Anthony, seeing this, simply deserted. He boarded the flagship Adonia, and fled in pursuit of Cleopatra, only to realise he too was being pursued. A trireme of Octavius’ fleet had left behind the battlefield where Anthony’s troops had just been drowned and massacred, and chased him at full steam.

Anthony observed that the enemy’s galley launched in his pursuit was gaining ground and getting dangerously close to his flagship. But what did this isolated ship want from him? Soon enough, he noticed what looked like the commander of the ship, holding a javelin in his hand, aimed at him.

The ships were by now practically side by side. Anthony, more and more surprised, picked up his speaking-trumpet and addressed his adversary, “Why are you pursuing Anthony? Who are you?” The response came forthwith, “I am Evrikles, son of Laharos, the Spartan that you killed.”

In a flash, Anthony remembered. When he was in Sparta, he had indeed tried the aforementioned Laharos, a prominent figure, the head of a clan that took expeditious measures to show its strength. For the Spartans, this was a matter of tradition, while for the Romans who imposed Roman lex on the entire empire, this was gangster-like behaviour, pure and simple.

Laharos was judged, found guilty, and condemned by Anthony to death by dismemberment. And here was the son of Laharos, Evrikles, only a few meters away from Anthony, ready to pierce him with his javelin.

However, Mark Anthony’s vessel was faster than Evrikles. At the last minute, he managed to outdistance his adversary. Evrikles quickly realised the chase was useless and gave it up.

Anthony reached Egypt, arriving in Alexandria. He learned that Cleopatra had locked herself in the mausoleum she had had constructed to serve as her tomb. He wanted to see her. Cleopatra had him told she was dead. And so, a despairing Anthony took his own life by falling on his sword.

Octavius, victorious and at the head of his fleet, arrived in Alexandria as well. Cleopatra came out of her mausoleum and received him. She applied the same seductive skills that secured her Caesar and Mark Anthony successively, but Octavius, a glacial adversary little bothered by sex, was immune to her charms which slid off him like rain on duck feathers.

He threatened to take her to Rome chained to his chariot, so that she might signal his triumph. Cleopatra returned to her mausoleum, locked herself inside, and killed herself by having a venomous snake bite her.

Meanwhile, Octavius, the sole and indisputable master of the Empire, was recompensing those who had supported him and aided him in his triumph.
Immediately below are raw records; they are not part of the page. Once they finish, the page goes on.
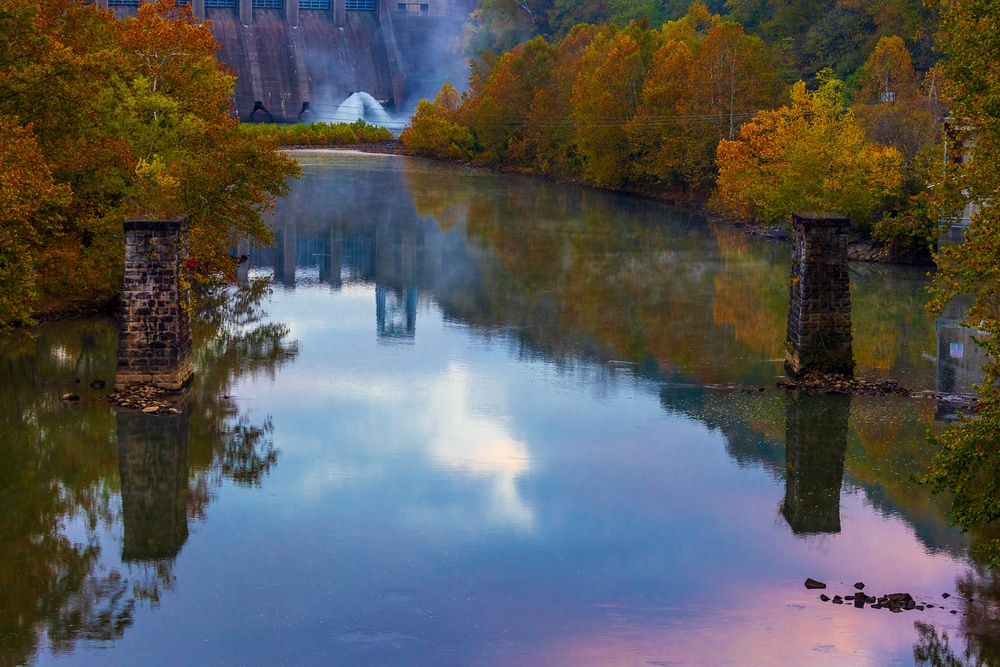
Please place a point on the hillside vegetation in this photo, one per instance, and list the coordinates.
(102, 120)
(697, 110)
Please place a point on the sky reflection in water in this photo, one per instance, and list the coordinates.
(521, 426)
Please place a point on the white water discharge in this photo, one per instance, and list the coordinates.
(363, 106)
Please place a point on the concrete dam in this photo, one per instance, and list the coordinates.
(299, 60)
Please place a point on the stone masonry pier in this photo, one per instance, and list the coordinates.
(819, 308)
(154, 346)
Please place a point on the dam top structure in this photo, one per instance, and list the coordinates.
(298, 60)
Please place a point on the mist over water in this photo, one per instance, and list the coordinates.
(362, 106)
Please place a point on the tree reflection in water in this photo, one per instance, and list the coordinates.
(73, 475)
(979, 591)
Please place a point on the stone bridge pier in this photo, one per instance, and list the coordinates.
(819, 307)
(154, 345)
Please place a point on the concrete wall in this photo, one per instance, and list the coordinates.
(285, 57)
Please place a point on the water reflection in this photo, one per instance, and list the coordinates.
(153, 465)
(75, 473)
(815, 448)
(979, 631)
(960, 360)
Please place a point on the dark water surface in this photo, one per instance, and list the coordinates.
(484, 420)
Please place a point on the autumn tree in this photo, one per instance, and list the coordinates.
(548, 133)
(968, 462)
(706, 80)
(606, 97)
(133, 118)
(433, 132)
(502, 108)
(811, 155)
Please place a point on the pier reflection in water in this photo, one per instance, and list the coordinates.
(580, 459)
(815, 447)
(153, 465)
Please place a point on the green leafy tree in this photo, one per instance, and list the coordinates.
(812, 155)
(968, 462)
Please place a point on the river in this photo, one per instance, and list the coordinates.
(461, 418)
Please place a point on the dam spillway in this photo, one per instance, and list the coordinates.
(291, 55)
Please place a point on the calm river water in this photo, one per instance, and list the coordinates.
(486, 420)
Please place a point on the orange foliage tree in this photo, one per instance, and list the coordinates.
(130, 118)
(812, 155)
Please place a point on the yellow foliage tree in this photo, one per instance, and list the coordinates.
(432, 131)
(811, 155)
He named Evrikles head of the Spartans, and in fact master of the Peloponnese, and gave him the island of Kythira as his own personal property. Evrikles effectively became a sort of prince of Kythira.

Octavius became Augustus, master of the greatest empire on earth. Having reached the pinnacle of glory, and perhaps involuntarily disconcerted by the dramatic fall of two masters, Anthony and Cleopatra, he worried about his succession, and went to Delphi to the temple of Pythia.
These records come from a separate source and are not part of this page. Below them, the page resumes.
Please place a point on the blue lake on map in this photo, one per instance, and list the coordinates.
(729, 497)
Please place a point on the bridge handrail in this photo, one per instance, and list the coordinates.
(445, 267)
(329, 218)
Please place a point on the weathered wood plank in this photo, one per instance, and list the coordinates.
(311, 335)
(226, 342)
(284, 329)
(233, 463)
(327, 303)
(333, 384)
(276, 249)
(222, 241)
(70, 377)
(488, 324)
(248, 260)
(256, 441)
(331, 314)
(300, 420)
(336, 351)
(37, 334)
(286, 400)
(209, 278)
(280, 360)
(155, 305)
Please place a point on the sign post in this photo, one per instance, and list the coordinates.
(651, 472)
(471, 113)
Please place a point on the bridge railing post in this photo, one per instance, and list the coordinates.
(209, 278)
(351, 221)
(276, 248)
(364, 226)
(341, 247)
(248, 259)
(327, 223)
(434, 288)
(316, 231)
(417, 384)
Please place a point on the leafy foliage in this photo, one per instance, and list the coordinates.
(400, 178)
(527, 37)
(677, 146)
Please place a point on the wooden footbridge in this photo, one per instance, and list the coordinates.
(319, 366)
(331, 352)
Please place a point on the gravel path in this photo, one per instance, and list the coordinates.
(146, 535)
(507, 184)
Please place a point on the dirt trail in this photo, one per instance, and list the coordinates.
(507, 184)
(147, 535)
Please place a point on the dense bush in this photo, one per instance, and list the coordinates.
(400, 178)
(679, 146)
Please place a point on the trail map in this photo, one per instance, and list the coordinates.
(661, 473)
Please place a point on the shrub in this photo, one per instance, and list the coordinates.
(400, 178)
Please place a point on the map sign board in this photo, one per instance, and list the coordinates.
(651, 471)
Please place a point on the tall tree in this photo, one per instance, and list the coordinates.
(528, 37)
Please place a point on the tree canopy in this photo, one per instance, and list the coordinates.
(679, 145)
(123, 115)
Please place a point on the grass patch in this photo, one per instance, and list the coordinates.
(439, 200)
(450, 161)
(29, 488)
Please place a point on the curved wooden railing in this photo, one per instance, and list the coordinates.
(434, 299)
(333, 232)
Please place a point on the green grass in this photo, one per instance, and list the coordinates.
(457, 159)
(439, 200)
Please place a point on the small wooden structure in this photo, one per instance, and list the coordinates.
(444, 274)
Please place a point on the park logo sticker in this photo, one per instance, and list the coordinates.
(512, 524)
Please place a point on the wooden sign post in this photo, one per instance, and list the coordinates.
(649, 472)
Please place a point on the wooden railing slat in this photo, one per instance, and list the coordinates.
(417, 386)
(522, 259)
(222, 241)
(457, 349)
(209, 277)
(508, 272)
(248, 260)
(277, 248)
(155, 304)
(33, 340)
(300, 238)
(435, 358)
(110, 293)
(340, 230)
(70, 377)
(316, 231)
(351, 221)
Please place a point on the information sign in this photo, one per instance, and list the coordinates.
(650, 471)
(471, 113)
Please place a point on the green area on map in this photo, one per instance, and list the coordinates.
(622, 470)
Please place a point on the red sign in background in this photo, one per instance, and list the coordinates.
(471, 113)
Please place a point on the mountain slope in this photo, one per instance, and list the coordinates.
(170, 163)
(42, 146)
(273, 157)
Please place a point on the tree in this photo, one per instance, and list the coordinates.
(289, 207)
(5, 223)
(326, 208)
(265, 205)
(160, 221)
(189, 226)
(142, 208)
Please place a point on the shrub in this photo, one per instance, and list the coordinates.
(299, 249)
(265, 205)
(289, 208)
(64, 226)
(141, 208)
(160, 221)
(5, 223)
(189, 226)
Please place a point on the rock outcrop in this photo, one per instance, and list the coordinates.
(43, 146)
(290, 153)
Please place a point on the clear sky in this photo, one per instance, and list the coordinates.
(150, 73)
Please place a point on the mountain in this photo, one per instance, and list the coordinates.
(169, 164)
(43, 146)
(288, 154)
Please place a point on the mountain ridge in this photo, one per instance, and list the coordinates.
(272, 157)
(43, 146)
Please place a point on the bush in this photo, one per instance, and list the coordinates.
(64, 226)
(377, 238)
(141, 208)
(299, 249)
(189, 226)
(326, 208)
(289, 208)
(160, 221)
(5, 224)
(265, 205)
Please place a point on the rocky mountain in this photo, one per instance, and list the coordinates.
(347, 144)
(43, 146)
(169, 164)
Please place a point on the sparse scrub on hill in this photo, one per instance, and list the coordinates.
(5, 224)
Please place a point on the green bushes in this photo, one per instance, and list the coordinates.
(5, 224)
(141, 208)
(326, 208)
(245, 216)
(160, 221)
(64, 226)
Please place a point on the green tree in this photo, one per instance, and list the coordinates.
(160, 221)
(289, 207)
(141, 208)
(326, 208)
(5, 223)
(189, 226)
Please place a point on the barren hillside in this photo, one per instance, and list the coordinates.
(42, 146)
Under this name, a succession of oracles had operated since the beginning of time, predicting the future to the world’s greatest in exchange for enormous emoluments. The Pythia used allusions, metaphors and ambiguity when responding to questions posed by visitors. One who wanted to comprehend the premonitions would comprehend them, or rather, the premonitions could be understood however one wanted.

When the almighty emperor appeared before Pythia inquiring about the identity of his successor, she took her time, chewing on some bay leaves as was her habit, and allowing the fragrant and mildly hallucinogenic fumes that wafted from a hole in the ground to envelope and inspire her, and then she responded:

“A Hebrew child who reigns among the dead orders me to abandon this place and go immediately to Hades*, leaving silence on our altars.”

Did Augustus understand a word of this strange prediction that nevertheless would prove to be so accurate?